Please help me get started, i'm not asking for the answer, just some help!
A gas occupies 340mL at 273 K and 610 torr. What final temperature would be required to increase the pressure to 1 atm, the volume being held constant?
P1/T1 P2T2
610/273 = 760/T2
Solve for T2 (in kelvin).
Note that I changed 1 atm to 760 torr to agree with the 610 torr.

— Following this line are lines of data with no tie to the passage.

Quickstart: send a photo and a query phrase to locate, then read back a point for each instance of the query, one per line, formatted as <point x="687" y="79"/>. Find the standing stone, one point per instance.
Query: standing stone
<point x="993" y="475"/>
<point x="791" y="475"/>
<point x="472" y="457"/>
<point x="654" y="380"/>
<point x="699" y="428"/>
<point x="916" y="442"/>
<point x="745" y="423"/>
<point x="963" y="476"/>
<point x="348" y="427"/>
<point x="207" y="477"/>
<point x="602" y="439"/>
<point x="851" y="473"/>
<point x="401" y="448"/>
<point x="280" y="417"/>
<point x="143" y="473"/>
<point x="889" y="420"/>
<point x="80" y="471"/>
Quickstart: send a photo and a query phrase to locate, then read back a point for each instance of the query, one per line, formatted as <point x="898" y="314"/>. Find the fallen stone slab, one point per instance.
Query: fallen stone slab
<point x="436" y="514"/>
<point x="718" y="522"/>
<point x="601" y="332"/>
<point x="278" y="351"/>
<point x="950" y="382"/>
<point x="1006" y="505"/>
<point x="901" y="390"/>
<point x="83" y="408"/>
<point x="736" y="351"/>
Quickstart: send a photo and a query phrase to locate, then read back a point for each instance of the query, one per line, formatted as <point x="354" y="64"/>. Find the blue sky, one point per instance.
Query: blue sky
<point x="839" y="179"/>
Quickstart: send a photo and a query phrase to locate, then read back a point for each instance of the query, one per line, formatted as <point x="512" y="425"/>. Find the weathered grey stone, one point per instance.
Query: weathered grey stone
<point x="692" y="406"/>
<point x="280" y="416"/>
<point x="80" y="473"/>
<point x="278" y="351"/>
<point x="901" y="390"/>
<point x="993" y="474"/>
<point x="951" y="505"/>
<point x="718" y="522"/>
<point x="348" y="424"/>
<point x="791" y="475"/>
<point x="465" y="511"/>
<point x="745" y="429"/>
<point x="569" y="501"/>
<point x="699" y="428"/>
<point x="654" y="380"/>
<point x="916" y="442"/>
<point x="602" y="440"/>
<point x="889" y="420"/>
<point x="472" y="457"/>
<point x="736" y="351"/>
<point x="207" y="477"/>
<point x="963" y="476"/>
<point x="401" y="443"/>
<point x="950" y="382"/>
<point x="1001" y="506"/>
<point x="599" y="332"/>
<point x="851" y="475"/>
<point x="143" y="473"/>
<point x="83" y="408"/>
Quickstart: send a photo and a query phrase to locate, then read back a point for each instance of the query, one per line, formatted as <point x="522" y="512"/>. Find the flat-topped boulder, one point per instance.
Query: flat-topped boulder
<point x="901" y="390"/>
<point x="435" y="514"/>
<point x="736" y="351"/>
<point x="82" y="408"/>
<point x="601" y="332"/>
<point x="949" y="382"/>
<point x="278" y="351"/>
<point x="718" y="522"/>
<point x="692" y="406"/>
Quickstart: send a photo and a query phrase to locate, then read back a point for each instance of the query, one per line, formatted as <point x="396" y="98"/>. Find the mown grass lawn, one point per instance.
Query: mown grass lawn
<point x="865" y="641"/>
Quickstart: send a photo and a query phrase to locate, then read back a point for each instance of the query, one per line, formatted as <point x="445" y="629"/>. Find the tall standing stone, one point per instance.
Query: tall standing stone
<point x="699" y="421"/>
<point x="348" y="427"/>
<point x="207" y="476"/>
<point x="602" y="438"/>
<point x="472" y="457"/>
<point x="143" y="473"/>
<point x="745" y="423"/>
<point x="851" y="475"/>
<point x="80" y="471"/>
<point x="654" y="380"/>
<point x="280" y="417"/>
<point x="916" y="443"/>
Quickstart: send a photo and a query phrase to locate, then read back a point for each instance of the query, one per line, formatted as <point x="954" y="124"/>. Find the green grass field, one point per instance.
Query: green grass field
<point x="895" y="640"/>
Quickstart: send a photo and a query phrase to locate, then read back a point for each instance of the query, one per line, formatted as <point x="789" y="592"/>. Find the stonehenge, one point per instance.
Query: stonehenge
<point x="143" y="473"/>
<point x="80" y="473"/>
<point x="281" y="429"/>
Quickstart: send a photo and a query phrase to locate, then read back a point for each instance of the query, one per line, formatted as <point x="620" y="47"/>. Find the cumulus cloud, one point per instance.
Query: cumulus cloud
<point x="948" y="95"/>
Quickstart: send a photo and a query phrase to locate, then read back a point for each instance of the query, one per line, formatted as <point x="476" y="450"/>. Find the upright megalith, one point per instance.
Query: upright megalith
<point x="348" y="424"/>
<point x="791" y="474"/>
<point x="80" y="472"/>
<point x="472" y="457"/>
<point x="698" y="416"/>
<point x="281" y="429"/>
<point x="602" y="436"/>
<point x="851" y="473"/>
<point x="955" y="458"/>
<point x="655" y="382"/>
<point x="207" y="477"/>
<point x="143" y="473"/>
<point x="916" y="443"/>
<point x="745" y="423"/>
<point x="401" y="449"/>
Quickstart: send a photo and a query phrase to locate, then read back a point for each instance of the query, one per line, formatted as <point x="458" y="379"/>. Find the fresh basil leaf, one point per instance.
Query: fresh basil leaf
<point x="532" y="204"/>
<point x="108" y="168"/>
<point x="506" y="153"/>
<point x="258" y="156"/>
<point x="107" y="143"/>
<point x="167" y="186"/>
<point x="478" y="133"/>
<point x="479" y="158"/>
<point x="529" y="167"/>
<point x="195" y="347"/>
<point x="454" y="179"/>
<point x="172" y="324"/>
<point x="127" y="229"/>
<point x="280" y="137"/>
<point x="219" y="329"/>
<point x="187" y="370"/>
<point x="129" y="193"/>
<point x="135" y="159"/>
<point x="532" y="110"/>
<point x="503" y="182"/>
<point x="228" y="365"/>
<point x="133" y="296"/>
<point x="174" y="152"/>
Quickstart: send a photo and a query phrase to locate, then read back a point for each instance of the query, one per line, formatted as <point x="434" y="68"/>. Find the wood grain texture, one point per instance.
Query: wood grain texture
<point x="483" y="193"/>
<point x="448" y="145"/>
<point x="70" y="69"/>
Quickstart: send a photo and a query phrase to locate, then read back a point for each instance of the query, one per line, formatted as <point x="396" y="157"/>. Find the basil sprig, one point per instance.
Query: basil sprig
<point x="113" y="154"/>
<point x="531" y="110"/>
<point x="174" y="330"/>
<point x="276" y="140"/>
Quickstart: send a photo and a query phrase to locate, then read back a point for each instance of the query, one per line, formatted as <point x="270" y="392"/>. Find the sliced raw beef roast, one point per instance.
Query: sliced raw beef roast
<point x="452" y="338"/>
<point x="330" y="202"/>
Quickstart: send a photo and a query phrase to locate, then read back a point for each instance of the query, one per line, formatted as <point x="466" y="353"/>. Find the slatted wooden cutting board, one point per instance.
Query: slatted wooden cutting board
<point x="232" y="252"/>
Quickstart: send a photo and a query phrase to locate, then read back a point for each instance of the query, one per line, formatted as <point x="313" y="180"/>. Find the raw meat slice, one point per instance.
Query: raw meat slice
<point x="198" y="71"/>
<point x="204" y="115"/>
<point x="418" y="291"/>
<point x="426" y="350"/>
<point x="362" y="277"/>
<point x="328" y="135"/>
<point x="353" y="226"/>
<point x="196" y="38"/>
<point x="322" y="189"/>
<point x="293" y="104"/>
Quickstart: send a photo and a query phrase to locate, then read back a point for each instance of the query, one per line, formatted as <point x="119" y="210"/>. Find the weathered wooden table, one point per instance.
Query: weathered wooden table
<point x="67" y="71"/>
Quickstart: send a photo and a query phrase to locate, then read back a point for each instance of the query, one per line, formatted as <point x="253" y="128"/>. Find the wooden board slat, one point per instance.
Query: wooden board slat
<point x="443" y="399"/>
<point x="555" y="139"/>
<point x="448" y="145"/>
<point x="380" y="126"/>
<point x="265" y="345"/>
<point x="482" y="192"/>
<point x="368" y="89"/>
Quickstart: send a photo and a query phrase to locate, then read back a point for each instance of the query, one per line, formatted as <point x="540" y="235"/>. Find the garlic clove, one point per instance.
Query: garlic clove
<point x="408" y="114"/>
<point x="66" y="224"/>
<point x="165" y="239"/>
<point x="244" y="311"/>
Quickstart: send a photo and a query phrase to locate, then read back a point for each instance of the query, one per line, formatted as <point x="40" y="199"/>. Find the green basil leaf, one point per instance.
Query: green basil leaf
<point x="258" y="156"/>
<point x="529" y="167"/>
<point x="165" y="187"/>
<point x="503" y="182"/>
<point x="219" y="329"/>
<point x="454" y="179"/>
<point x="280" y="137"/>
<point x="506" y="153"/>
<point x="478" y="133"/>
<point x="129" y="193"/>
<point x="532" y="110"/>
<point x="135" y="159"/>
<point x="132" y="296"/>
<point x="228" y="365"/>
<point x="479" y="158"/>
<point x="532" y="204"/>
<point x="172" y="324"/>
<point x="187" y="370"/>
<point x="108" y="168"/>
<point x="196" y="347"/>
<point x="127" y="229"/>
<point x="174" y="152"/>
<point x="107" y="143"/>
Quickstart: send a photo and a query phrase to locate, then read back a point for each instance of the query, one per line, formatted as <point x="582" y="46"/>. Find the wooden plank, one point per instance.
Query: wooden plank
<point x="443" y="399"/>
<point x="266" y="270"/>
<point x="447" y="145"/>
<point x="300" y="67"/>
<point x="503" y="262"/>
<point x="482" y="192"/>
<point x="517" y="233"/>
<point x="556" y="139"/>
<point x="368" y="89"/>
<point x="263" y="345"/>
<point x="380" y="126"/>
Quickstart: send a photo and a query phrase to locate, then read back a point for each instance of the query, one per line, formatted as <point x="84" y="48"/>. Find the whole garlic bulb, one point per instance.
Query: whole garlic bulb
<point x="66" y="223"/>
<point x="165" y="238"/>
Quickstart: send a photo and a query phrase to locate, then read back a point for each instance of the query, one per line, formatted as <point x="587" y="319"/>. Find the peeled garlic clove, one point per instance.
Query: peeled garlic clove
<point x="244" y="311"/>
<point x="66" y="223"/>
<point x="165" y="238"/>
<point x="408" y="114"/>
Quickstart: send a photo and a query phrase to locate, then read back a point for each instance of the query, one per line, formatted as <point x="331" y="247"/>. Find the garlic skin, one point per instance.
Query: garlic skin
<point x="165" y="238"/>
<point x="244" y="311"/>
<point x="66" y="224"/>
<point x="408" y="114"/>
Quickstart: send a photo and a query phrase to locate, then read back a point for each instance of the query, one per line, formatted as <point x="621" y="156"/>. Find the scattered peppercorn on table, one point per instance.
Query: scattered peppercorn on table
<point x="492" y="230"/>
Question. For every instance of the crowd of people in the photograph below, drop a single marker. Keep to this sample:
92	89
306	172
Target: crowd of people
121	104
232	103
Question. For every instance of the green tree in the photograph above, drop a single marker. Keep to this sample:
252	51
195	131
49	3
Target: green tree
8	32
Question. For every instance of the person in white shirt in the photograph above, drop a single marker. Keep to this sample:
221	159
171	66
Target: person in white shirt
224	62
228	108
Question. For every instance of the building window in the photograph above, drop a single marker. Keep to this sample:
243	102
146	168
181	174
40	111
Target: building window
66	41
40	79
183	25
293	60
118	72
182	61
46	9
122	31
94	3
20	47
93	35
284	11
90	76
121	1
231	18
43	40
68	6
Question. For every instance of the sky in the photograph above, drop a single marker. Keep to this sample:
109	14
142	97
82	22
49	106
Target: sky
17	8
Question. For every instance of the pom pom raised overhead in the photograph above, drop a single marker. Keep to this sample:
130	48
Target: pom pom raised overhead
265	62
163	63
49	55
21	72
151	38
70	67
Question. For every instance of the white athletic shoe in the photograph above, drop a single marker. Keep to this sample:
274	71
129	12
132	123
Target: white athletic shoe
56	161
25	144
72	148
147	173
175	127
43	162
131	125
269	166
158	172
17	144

Units must match.
Ok so i'm confused because T=273K is already in Kelvin.
Applicator lyapko use raylaguna.ru
Sure, I can definitely help you get started with this problem.
To find the final temperature required to increase the pressure from 610 torr to 1 atm, you would need to use the combined gas law. The combined gas law states that for a fixed amount of gas at constant volume, the ratio of the initial pressure to the initial temperature is equal to the ratio of the final pressure to the final temperature.
The combined gas law equation is:
(P1 * V1) / (T1) = (P2 * V2) / (T2)
In this case, the volume is being held constant, so we can simplify the equation to:
P1 / T1 = P2 / T2
To solve for the final temperature (T2), you can rearrange the equation:
T2 = (P2 * T1) / P1
Now, let's plug in the values given in the problem:
P1 = 610 torr
T1 = 273 K
P2 = 1 atm
Before we can proceed, we need to ensure that the pressure values are in the same unit. Since 1 atm = 760 torr, we need to convert the initial pressure from torr to atm:
P1 = 610 torr / 760 torr/atm = 0.8026 atm
Now we can substitute these values into the equation to find the final temperature:
T2 = (1 atm * 273 K) / 0.8026 atm
Finally, to arrive at the answer, divide 1 atm by 0.8026 atm and multiply it by 273 K.